Fallopian Tube Torsion: Laparoscopic Evaluation and Treatment of a Rare Gynecological Entity

Haim Krissi, MD, Josef Shalev, MD, Itai Bar-Hava, MD, Rami Langer, MD, Arie Herman, MD, and Boris Kaplan, MD, Department of Obstetrics and Gynecology, Rabin Medical Center, Beilinson Campus, Petah Tiqva, and Sackler Faculty of Medicine, Tel Aviv University, Tel Aviv, Israel

J Am Board Fam Med. 2001;14(4) 

In This Article

Etiology

The exact cause of fallopian tube torsion is unknown. Some studies have postulated theoretical explanations. Torsion is unlikely with an intact tube and is more often the result of an ovarian cyst or tumor. Regad[2] surveyed 201 cases of fallopian tube torsion and found a normal appearance in only 24%. In many of the patients, no pathologic reports were available. Hydrosalpinx was found in 18%, and infection in 13%. Pelvic tumor and normal or ectopic pregnancy were reported in the remainder. It is noteworthy that in 12% of these cases, the diagnosis of fallopian tube torsion was made during a normal intrauterine pregnancy. Since Regad's report, 14 additional cases of tubal torsion during pregnancy have been described.[3,4,5] Fallopian tube torsion has also been described after surgical sterilization (mainly with the use of the Pomeroy technique[6,7,8,9,10]), in primary carcinoma of the fallopian tube,[11] with hematosalpinx,[12] during labor,[13] and in a premenarchal girl with endometriosis.[14]

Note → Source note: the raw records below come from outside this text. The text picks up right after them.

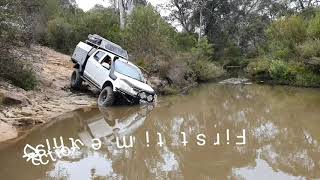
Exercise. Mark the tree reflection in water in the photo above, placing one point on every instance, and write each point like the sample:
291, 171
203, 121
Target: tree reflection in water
282, 124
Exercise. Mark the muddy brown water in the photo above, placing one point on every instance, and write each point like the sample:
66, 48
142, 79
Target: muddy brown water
282, 126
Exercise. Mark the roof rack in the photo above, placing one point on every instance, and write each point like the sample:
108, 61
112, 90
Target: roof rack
102, 43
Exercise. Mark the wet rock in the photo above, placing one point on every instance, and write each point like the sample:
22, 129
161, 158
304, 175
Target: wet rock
7, 132
12, 98
156, 82
236, 81
26, 112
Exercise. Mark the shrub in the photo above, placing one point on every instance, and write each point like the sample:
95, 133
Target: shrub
310, 48
60, 35
203, 50
281, 72
258, 66
18, 72
307, 79
314, 27
204, 70
147, 32
290, 30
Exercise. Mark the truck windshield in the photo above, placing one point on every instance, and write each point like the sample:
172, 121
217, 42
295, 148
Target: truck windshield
128, 70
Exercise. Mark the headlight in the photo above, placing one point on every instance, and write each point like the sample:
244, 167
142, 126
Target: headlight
150, 98
143, 95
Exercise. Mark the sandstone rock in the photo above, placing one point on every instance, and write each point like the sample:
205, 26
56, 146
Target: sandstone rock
12, 98
26, 112
7, 132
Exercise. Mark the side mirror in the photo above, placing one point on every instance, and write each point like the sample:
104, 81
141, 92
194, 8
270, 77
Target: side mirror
106, 65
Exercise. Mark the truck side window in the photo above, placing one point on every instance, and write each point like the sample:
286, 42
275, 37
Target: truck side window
98, 55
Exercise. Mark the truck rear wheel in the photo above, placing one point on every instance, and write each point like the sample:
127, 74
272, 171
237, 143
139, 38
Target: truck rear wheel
106, 97
76, 80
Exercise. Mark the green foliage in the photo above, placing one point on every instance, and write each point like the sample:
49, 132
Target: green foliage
205, 70
60, 35
283, 36
310, 48
314, 27
281, 72
289, 31
203, 50
185, 41
258, 66
307, 78
147, 32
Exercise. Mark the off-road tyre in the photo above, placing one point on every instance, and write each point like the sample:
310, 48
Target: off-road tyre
106, 97
76, 80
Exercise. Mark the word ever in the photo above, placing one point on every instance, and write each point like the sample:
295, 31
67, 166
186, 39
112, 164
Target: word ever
42, 154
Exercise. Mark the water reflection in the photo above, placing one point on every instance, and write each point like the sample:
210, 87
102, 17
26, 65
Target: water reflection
282, 124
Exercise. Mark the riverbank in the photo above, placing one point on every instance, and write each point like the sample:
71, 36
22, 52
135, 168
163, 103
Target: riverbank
52, 96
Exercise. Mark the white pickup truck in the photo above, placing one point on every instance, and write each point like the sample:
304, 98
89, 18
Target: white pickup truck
105, 66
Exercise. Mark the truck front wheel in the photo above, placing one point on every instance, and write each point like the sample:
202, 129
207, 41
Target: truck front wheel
76, 80
106, 97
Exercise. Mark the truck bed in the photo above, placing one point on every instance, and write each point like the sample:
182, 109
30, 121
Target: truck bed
81, 53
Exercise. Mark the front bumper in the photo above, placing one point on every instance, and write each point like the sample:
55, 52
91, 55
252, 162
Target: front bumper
138, 95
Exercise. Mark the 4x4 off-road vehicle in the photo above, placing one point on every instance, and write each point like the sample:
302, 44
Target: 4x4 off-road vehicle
105, 65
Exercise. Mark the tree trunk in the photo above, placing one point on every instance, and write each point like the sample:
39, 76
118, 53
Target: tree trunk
200, 25
122, 14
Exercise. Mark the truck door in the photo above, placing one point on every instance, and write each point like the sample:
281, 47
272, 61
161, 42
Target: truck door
93, 67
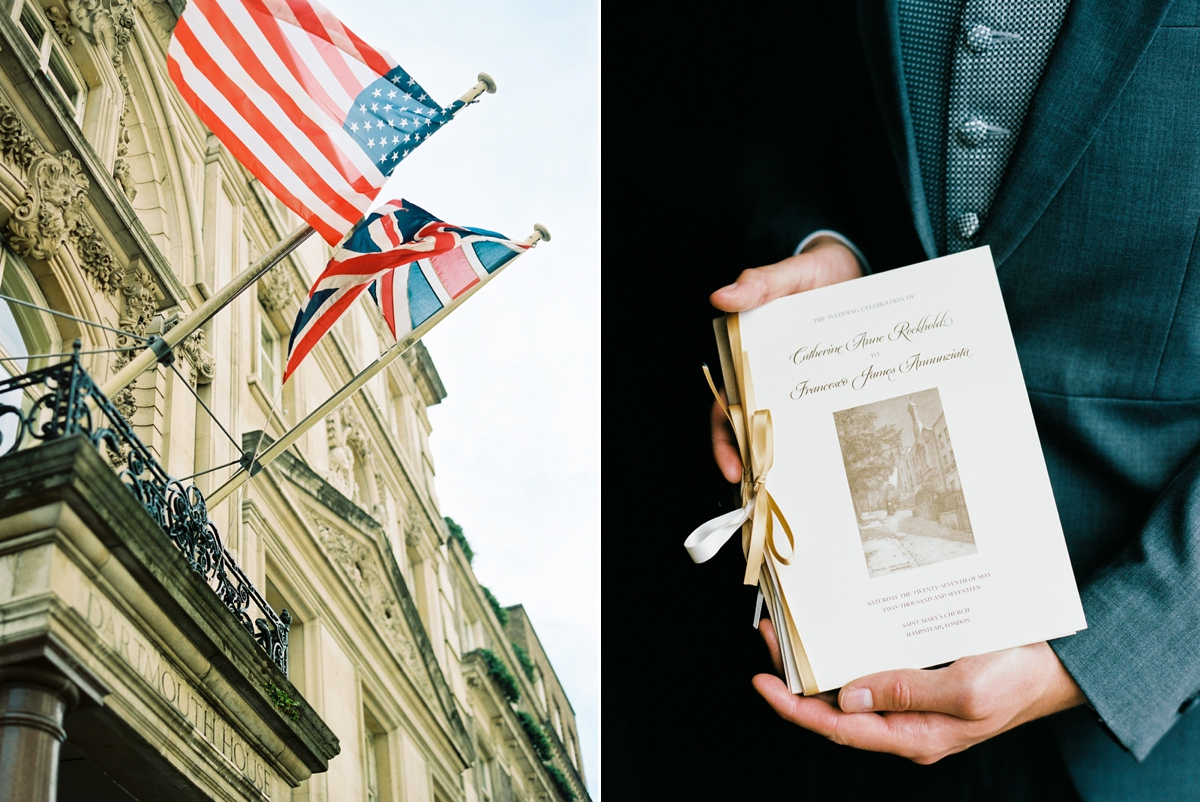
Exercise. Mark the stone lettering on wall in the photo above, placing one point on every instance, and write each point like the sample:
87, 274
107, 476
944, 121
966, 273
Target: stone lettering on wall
172, 686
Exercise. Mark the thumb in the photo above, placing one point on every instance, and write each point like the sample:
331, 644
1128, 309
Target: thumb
939, 690
827, 263
759, 286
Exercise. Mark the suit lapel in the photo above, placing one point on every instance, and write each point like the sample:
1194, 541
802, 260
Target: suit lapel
880, 30
1098, 47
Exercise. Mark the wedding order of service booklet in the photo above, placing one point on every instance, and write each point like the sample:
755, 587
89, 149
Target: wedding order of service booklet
895, 485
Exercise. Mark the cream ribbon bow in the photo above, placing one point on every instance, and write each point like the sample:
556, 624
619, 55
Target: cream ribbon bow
759, 508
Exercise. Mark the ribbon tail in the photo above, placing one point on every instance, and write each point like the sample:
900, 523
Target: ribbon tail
759, 533
708, 538
787, 531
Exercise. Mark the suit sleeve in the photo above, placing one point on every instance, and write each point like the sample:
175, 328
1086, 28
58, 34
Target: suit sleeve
1139, 659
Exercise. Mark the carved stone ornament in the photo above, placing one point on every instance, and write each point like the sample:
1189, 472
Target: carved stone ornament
16, 143
97, 259
341, 461
124, 177
414, 531
160, 15
61, 24
195, 349
52, 208
363, 572
105, 22
53, 205
354, 432
276, 289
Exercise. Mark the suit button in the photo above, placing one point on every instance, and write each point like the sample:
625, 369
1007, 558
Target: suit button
972, 132
967, 223
979, 39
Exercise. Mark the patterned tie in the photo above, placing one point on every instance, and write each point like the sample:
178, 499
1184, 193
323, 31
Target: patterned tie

Youssef et al[15] noted factors that could possibly influence the occurrence of fallopian tube torsion and divided them into two types: internal and external (Table 1). Taken together, the existing reports indicate that the mechanism underlying tubal torsion is apparently a sequential mechanical event.[16] The process begins with the mechanical blockage of the adnexal veins and lymphatic vessels by ovarian tumor, pregnancy, hydrosalpinx and pelvic adhesions after tubal infection, or pelvic operation. This obstruction causes pelvic congestion and local edema, with subsequent enlargement of the adnexa, which in turn induces partial or complete torsion (Table 2). Furthermore, the mechanical blockage of the distal part of the fallopian tubes, together with the normal secretion of the fallopian tube glands, can cause hydrosalpinx, a risk factor by itself for torsion.

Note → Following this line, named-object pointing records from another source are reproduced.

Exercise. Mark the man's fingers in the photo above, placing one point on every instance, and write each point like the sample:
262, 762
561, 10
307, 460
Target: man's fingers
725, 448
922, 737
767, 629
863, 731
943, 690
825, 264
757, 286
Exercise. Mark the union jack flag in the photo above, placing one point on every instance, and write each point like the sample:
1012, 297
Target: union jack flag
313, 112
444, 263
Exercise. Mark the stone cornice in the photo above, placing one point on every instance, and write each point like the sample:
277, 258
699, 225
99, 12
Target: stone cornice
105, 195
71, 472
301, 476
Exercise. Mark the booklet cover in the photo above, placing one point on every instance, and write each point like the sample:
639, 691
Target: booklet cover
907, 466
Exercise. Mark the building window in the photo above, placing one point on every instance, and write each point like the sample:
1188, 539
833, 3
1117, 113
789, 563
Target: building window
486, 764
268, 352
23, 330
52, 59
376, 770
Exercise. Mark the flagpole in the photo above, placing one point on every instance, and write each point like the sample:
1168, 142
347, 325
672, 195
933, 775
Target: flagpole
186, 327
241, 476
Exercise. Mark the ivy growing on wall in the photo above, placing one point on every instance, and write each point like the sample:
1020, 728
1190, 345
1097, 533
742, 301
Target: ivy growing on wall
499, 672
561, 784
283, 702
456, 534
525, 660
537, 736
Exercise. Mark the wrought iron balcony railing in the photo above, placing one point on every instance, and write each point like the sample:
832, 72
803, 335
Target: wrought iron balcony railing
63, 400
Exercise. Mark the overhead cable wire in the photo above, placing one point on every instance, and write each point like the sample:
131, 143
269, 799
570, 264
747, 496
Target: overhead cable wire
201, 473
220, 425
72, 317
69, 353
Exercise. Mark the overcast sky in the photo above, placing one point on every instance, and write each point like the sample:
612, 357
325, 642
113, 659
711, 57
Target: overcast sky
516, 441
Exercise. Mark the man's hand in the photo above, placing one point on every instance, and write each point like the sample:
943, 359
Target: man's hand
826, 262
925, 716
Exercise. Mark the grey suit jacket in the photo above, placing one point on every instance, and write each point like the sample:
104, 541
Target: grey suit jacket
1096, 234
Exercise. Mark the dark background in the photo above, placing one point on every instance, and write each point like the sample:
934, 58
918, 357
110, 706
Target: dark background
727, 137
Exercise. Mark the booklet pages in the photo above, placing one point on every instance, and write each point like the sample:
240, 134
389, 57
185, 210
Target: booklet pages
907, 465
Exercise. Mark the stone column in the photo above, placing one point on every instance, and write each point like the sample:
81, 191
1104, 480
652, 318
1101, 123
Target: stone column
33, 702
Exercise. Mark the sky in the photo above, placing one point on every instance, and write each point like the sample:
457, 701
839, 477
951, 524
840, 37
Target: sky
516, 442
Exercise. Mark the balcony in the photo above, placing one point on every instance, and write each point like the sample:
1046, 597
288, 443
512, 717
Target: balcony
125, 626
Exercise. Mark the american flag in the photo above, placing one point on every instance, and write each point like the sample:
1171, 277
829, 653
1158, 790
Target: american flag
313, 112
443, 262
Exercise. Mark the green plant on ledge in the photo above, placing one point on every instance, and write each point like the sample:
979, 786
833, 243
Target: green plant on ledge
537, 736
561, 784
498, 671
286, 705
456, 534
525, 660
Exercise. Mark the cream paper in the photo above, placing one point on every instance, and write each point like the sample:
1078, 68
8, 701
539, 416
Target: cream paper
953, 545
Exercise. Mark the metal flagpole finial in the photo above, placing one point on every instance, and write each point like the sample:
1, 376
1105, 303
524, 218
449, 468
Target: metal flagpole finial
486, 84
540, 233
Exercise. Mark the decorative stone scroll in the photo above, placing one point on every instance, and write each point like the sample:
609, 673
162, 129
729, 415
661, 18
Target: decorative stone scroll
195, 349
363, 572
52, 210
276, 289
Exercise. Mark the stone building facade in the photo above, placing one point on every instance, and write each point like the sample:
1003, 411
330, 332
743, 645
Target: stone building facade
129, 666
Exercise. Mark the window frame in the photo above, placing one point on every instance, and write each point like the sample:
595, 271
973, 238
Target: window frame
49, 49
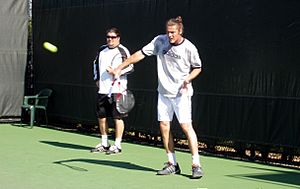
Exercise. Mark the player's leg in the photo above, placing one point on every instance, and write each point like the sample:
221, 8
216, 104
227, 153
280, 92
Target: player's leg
103, 126
183, 111
119, 129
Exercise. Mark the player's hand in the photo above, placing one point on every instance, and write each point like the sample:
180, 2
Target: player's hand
184, 87
110, 70
116, 72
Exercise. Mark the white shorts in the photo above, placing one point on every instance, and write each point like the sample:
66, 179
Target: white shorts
181, 106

The incidence of fallopian tube torsion is unknown, and only sporadic cases are reported each year. It rarely occurs before menarche or during menopause.[17,18,19,20] This dispersion of frequencies apparently is because most risk factors for tubal torsion, such as ovarian cysts, infections, and pelvic surgery, occur mainly in the reproductive age-group.